Хопбергу потребовалось время, чтобы собраться с силами. Он внимательно посмотрел на меня, но потом всё же решил признаться:
— Она приходится мне тётей. Младшая сестра моего отца. Она попросила, и я не нашёл в этой просьбе чего-то ужасающе. Просто шутка. Я и сам не до конца понял, для чего это ей было нужно, но разве мог отказать?
— Ирмалинда говорила только о сестре, — заметила я.
— Сестер у неё нет, — Хопберг помотал головой. — Да и брата уже тоже.

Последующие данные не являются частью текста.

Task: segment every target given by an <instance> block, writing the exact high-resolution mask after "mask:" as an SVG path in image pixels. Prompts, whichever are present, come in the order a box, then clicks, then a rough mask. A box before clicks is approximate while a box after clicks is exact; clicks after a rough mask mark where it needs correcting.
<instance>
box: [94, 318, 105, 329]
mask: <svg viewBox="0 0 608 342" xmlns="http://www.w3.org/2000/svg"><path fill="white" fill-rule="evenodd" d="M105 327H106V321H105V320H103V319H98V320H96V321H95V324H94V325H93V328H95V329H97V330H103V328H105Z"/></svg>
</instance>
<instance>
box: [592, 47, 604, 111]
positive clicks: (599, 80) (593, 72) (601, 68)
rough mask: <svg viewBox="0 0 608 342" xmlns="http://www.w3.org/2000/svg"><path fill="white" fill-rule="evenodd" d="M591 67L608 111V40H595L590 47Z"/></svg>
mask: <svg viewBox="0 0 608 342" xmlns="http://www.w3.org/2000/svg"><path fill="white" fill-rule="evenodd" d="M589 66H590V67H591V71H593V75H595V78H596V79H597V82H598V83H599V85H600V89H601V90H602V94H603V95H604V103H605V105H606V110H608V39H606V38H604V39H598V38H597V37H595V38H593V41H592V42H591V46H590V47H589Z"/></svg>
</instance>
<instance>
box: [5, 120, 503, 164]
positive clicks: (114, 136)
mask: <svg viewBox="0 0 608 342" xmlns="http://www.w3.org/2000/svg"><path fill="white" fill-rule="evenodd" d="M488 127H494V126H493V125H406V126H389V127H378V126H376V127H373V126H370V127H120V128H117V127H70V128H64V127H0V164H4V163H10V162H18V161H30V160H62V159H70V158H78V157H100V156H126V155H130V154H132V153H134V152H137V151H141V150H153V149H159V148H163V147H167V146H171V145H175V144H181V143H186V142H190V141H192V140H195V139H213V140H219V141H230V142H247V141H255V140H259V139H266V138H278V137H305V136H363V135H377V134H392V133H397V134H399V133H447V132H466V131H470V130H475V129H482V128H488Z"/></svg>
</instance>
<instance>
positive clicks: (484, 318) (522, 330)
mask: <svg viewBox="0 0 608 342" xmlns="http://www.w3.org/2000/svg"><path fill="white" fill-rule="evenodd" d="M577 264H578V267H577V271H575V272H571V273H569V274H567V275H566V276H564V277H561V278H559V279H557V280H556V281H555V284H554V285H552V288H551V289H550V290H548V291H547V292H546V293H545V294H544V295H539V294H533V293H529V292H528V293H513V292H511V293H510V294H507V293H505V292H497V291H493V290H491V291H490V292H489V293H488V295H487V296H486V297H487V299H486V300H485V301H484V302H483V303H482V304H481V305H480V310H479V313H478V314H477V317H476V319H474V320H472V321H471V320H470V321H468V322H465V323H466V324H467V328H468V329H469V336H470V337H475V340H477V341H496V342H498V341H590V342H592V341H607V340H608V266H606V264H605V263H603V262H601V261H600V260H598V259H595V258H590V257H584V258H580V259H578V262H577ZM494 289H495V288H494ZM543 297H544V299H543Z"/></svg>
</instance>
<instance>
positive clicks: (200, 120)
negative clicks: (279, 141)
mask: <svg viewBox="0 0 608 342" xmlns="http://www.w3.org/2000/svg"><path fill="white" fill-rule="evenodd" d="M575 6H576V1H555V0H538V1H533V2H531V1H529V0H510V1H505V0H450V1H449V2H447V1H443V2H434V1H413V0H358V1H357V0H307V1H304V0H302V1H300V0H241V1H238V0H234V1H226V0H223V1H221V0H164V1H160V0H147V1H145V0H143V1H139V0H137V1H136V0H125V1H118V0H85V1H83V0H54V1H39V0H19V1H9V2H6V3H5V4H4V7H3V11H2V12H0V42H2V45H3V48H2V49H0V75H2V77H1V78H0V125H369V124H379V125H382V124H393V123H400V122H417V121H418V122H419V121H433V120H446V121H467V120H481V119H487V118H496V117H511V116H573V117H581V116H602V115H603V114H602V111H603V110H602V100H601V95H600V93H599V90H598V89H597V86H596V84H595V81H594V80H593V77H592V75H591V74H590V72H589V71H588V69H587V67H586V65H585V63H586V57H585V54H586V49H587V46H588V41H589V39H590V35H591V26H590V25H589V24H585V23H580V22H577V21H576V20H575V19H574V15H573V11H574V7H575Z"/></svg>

Больше десяти лет.
Мы помолчали пару минут, а потом Хопберг продолжил:
— Если бы я знал, что всё это задумано кому-то во вред, то, конечно, смог бы её отговорить.
— Вы знали, что она работает на Кан-Амьер?
Хопберг неопределенно взмахнул рукой.
— Я мало знаю о ней. Когда не стало отца, мы поддерживали связь друг с другом, но разговоры наши были скорее о прошлом, чем о текущем… Сам я родился здесь, в Вейзене. А она прибыла сюда только тогда, когда открылась академия.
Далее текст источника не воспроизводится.